# If your would make your own furry comic anthology



## VGmaster9 (Mar 19, 2011)

If you ever wanted to make your own furry comic anthology akin to other comic anthologies like Strange Tales, Heavy Metal, and various pulp magazines, what would it be like? Would it just be different stories with a similar setting or would different genres be involved?

If I would make one, each story would involve all kinds of genres, such as fantasy, sci-fi, horror, superhero, western, historical/mythological fiction, pulp inspired stories, alternate history, espionage, martial arts action, and much more. Each story would have a well made storyline with very engaging (and genuinely attractive) characters, and would take place in a variety of settings, whether it be historical, modern, futuristic, or in some other kind of universe.


----------



## Ley (Mar 20, 2011)

Against rules to bump your own threads, broski.


----------



## Taralack (Mar 20, 2011)

not even 48 hours and a bump? have some patience dude.


----------



## VGmaster9 (Mar 22, 2011)

The thing is that people barely come to this part of the forum and I'd like to see their ideas.


----------



## Heliophobic (Mar 22, 2011)

VGmaster9 said:


> The thing is that people barely come to this part of the forum


 
That's entirely wrong.
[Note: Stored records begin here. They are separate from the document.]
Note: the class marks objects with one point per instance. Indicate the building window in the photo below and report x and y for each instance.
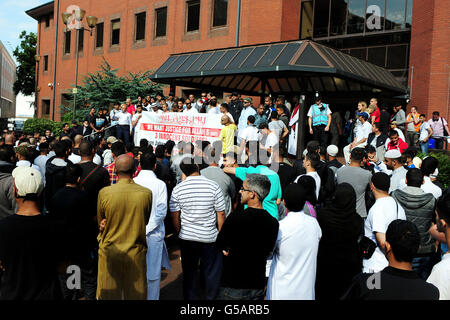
(45, 107)
(355, 16)
(99, 35)
(80, 40)
(140, 26)
(321, 18)
(115, 32)
(161, 22)
(306, 22)
(193, 15)
(395, 15)
(375, 15)
(67, 39)
(220, 13)
(45, 63)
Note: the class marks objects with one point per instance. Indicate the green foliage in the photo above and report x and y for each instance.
(103, 88)
(444, 166)
(24, 54)
(40, 125)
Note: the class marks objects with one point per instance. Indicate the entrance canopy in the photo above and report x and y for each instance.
(290, 67)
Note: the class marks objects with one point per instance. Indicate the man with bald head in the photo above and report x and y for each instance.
(227, 134)
(123, 211)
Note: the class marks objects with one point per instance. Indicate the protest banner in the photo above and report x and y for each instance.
(158, 128)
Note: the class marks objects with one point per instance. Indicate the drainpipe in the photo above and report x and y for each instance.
(56, 54)
(238, 22)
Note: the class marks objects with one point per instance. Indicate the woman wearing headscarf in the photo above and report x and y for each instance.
(338, 259)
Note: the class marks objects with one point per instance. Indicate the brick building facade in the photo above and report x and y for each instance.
(138, 35)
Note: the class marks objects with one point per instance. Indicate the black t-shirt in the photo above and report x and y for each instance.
(393, 284)
(99, 122)
(30, 251)
(287, 174)
(70, 208)
(250, 237)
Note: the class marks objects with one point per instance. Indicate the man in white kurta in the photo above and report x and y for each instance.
(157, 255)
(293, 270)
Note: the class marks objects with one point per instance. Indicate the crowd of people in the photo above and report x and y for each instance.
(253, 221)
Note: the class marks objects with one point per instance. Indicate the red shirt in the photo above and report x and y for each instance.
(131, 109)
(376, 114)
(401, 146)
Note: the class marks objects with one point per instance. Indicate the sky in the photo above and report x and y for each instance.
(13, 20)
Lurk more, newfriend.


----------



## Ley (Mar 22, 2011)

VGmaster9 said:


> The thing is that people barely come to this part of the forum and I'd like to see their ideas.



It's because the topic isn't interesting.


----------



## Deo (Mar 22, 2011)

http://forums.furaffinity.net/threads/94927-The-Adventures-of-FaF


----------



## Ozriel (Mar 22, 2011)

Time for a nice lock I guess.


----------